RRSP Withdrawal Conditions

To meet the RRSP withdrawal conditions, you must:

  • Be a resident of Canada at the time of the withdrawal
  • Have received, or be considered to have received, all withdrawals in the same calendar year.
  • Not withdrawal more than the maximum $35,000
  • Be the only person entitled to receive payment from the RRSP that you intend to withdraw the funds from. You may withdraw funds from more than one RRSP as long as you own each RRSP.
  • You are generally not able to withdraw funds from a locked-in RRSP or a group RRSP.
  • Your RRSP contributions must stay in the RRSP for at least 90 days before you can withdraw them to participate in the Home Buyer’s plan. 
  • You, your spouse or common-law partner, or the related person with a disability that you are building or buying the home for can own the qualifying home for more than 30 days before the withdrawal is made.
  • You must buy or build the qualifying home before October 1st of the year after the year of the withdrawal.
  • You must fill out Form T1036, the Home Buyer’s Plan (HBP) Request to Withdrawl Funds from an RRSP for each eligible withdrawal.

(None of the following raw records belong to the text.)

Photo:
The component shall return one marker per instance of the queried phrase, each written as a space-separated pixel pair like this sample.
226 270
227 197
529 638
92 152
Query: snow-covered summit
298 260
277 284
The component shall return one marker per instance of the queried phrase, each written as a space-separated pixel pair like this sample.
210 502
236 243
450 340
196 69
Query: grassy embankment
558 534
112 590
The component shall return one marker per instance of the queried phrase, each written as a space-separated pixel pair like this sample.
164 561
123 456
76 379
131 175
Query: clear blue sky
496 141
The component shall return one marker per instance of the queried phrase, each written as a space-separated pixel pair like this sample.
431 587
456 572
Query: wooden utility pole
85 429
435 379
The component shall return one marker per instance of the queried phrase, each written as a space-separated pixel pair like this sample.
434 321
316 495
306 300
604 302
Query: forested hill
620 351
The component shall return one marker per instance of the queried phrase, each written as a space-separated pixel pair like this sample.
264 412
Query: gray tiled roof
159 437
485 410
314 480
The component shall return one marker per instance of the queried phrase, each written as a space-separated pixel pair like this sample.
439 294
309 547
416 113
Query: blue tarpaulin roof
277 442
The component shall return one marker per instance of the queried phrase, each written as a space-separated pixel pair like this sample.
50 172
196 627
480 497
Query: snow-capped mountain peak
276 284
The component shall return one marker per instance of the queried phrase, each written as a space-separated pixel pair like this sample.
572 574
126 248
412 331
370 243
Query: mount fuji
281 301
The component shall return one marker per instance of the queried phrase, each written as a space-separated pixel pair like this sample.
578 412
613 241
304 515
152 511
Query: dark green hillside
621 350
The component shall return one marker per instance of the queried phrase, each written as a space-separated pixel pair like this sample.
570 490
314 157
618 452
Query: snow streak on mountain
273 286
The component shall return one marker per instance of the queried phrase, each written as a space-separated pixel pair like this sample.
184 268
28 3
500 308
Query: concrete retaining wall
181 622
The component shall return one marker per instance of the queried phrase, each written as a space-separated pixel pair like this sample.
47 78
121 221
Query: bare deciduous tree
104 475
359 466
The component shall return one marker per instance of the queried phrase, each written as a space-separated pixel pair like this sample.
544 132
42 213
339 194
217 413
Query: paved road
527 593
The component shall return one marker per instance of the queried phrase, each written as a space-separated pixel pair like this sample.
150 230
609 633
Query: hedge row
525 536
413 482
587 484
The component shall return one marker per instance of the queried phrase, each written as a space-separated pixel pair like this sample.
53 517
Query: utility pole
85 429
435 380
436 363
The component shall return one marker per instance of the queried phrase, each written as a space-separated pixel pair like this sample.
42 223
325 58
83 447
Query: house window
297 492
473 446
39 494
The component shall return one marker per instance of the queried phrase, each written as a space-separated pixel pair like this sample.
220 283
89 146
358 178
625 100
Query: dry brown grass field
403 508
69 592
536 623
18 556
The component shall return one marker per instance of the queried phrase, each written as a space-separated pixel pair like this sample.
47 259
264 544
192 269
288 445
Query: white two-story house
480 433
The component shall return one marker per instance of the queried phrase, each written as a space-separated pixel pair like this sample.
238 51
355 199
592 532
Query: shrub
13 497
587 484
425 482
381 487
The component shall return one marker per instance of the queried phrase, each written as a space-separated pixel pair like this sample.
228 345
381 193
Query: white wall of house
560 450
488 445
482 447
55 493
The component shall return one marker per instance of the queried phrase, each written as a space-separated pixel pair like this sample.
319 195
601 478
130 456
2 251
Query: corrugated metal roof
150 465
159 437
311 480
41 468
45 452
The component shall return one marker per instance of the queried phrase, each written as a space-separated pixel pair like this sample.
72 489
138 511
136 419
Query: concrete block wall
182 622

RRSP Repayment Terms & Implications

You must repay the money you borrowed from your RRSP in annual installments over 15 years. The first installment is due the second calendar year following the year in which you withdrew the funds, and payment can be made up to 60 days after that year’s year-end. These repayments are not tax-deductible as an RRSP contribution and do not affect your RRSP room.

You may repay more than the minimum annual amount, and doing so will reduce how much money you need to repay in the remaining years. However, if you are unable to make your minimum payment, you must add the difference between the required minimum repayment and the amount you actually repaid to your income for tax purposes.

To designate your RRSP contributions as repayments, you will need to add this information to lines 245 and 246 of Schedule 7 (RRSP and PRPP Unused Contributions, Transfers, and HBP or LLP Activities) and include Schedule 7 with your tax return. If you don’t do this not only will these payments not count towards repaying your debt but these funds may be counted as taxable income, and you will lose this RRSP room forever.

What if I Sell My Home?

If you sell your home before you have completely repaid your funds, then you don’t have to pay off the entire balance in one lump sum. Instead, you continue following the repayment schedule. 

Potential Downsides of Using the Home Buyer’s Plan

The main downside of the Home Buyer’s Plan is the fact that you are borrowing money from your retirement fund. This means that those funds are no longer in your RRSP earning interest you lose out on those interest payments, even once you fully repay the money you borrowed.

The money you put into your RRSP is sheltered from taxes, and while you won’t be taxed on the money you take out initially the money you repay is no longer tax-free since the repayments are not tax-deductible.

The ability to borrow against your retirement also means taking on more debt and financial liability, even if you only owe money to your future self. 

Is This Plan a Good Fit For You?

While the Home Buyer’s Plan may be incredibly enticing in the short term, it may not be the best plan for everyone. The long term implications (including added debt, a loss of tax-sheltered income within your RRSP, and an overall reduced retirement income) need to be considered carefully.

Ultimately, whether or not participating in the Home Buyer’s Plan is a good move for you depends almost entirely on your own unique set of financial circumstances. Your Mortgage Broker will help you determine if using the Home Buyer’s Plan is the right choice for you and your family, and whether or not there is a better option for coming up with your down payment. They can also help you look into other programs that you may qualify for.